Bear in mind I'm not a doctor, I more have something of a Hermione complex. I've read a lot about this stuff and I pass on what seems interesting to me.
Your numbers are confusing. Would I be accurate in guessing you are not American? I don't usually see lab numbers for cholesterol presented as nmol/L. I'm seeing three different numbers there for your HDL. Here in the States, we don't even look at large HDL, ha ha, at least not on the lab results that the typical patient sees. That's not mentioned in the media, etc.
Here in the States we measure by mg/dl. I see you do have mg/dl numbers for both HDL and LDL. Your mg/dl HDL number is excellent by American standards. Current wisdom says that risk of heart disease is reduced if HDL is over 60 mg/dl. Low HDL at that measurement is 40 mg/dl for men and 50 mg/dl for women.
Looking at Wikipedia, which discusses the various measurement parameters, large HDL needs to be over 7.3 μmol/L and total HDL needs to be over 34.9 μmol/L for greatest heart disease protection. I am not well-versed enough in those teeny metric units of measure to say whether that's equivalent to the units you present in your list above. You'll want to ask your doctor.
Your LDL is calculated. There is no way you have any idea what your LDL is doing unless you have them do a direct count. Your triglycerides are just low enough that they might skew the Friedenwald equation. (Google that, it's very interesting.) Your small LDL is well below the danger threshold according to your laboratory. I'm going to guess that even if a direct count matched Friedenwald, you've got big and fluffy going on there. If it were me I would not worry about it.
There is a lot of debate about who exactly benefits from statin therapy. The general gist seems to be that if you're a guy and have already had a heart attack, you would probably benefit--but the benefit arises from reducing systemic inflammation. And the benefit translates to about one subsequent heart attack prevented out of 50 men. So you put yourself at risk for the side-effects--muscle pain, reduction in mental function, increased risk of metabolic syndrome and diabetes, and so on--on a gamble that you might be that one guy out of 50 who never has another heart attack.
If the one benefit from statins is a reduction in inflammation, you can take care of that on your own. Stop eating glutens if you're still eating them in that 10 percent not-Paleo thing you do. Cut your sugar intake--if you're going to cheat anyway, cheat with sugar-free treats. (Ignore anybody here who says you're killing yourself. When they find a hard link between non-aspartame artificial sweeteners and chronic disease, and that risk is greater than from the consumption of sugar, then maybe they'll have a case.) And watch your fatty acid intake. I'm afraid Cordain missed the boat on this one: you want more saturated fat than nonsaturated in your diet. And of the nonsaturated fatty acids you eat, you want to aim for as close to a 1:1 omega-3 to omega-6 ratio as possible. As you don't have time to sit around measuring, try these tricks:
- Choose wild-caught fish over farmed when you eat fish.
- Cut down on chicken intake. It's massively high in PUFAs. On days you eat it, consider supplementing with fish oil high in omega-3s. Some people just take cod liver oil every day (Green Pasture fermented is best, I get it in capsules) because that's omega-3s and vitamin A and D supplementation all in one fell swoop. Krill oil is supposedly good too.
- Get grass-finished beef if you can. The PUFA ratios are much, much better.

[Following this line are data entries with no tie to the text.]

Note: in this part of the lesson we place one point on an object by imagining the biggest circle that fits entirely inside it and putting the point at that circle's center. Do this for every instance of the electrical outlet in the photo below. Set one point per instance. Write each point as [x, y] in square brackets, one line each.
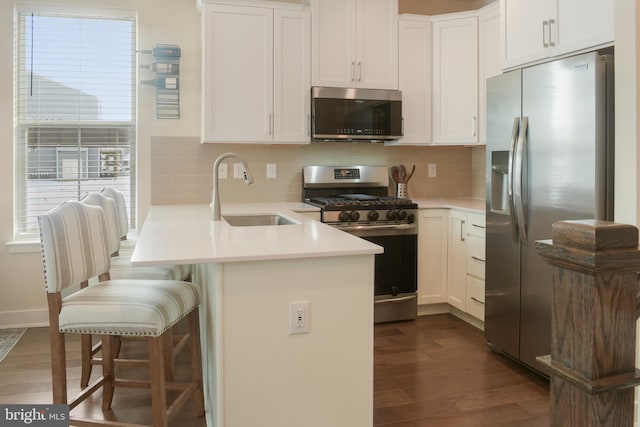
[431, 170]
[298, 317]
[238, 171]
[222, 171]
[272, 171]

Your triglyceride level is actually better than much of the population. It may not be what the typical 100 compliant Paleo person gets but it's better than 300 or more, which is what a lot of people out there have.
Your CRP's normal. Your A1C is almost there. If you cut your sugar intake and eat more veggies than fruits and up your sat-fat intake you might tackle that one without drug intervention. You might consider buying a glucose meter and testing yourself one hour after you finish a meal to see if any foods you eat get you up over 140 mg/dl (or the equivalent where you live). That's the danger zone. If any food puts you up over that upper limit, drop it.
I would say you are on the right track even if you're not all the way there yet. Way to go.